# [SOLVED] Steam Payment Option



## wizard. (Jan 23, 2010)

Well i was not sure where i could put this but guys, i need help. I have NO CLUE where i can remove my credit card information from my account. How do i do it?


----------



## Elvenleader3 (Jan 1, 2010)

*Re: Steam Payment Option*

When you are using Steam, go to the top right and click on your username. Then it brings you to your account info. Look on the right for a credit card and click delete.


----------



## wizard. (Jan 23, 2010)

*Re: Steam Payment Option*

oh thank god for that! Lol. my dad got super pissed because i charged KOTOR and CS:S on his card but i thought it was my card...>.<


----------



## Redeye3323 (Sep 20, 2009)

*Re: Steam Payment Option*

You have CSS :O

Will have to play you some-time.

But yh, I would say use Paypal next time. More secure and people won't have your credit card details if your steam account gets hacked...


----------



## Elvenleader3 (Jan 1, 2010)

*Re: Steam Payment Option*



Redeye3323 said:


> You have CSS :O
> 
> Will have to play you some-time.
> 
> But yh, I would say use Paypal next time. More secure and people won't have your credit card details if your steam account gets hacked...

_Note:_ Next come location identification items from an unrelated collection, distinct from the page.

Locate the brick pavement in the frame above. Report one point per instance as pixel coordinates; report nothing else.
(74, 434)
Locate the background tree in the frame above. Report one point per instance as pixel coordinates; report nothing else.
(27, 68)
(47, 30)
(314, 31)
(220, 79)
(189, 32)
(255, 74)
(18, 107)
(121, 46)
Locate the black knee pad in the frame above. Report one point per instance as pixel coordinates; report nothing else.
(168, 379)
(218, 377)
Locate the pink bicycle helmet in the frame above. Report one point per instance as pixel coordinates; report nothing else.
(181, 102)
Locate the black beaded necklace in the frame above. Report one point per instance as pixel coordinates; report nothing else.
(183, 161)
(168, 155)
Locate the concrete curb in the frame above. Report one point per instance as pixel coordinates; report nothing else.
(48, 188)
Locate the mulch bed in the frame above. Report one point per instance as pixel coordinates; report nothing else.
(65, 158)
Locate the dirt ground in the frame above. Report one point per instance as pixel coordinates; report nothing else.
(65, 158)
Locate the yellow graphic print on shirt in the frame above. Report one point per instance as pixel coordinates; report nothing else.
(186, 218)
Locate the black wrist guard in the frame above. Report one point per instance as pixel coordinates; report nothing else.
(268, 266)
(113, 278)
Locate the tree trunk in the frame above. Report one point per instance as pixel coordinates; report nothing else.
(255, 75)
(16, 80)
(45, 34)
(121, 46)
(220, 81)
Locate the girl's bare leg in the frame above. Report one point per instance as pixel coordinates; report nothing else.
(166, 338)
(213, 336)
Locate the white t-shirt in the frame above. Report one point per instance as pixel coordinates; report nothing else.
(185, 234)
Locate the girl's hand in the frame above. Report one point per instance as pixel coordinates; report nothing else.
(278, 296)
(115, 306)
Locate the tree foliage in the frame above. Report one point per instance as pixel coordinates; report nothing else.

It doesn't actually show your credit card number. Just the last 4 digits.


----------



## Redeye3323 (Sep 20, 2009)

But people can still order games via steam can't they?


----------



## Elvenleader3 (Jan 1, 2010)

Yeah but if you go to the credit card company you can block the credit card from being used for Steam. I can see how Paypal is easier, but not everyone has Paypal. Anyway, problem solved. Any further discussion can be continued somewhere else.


----------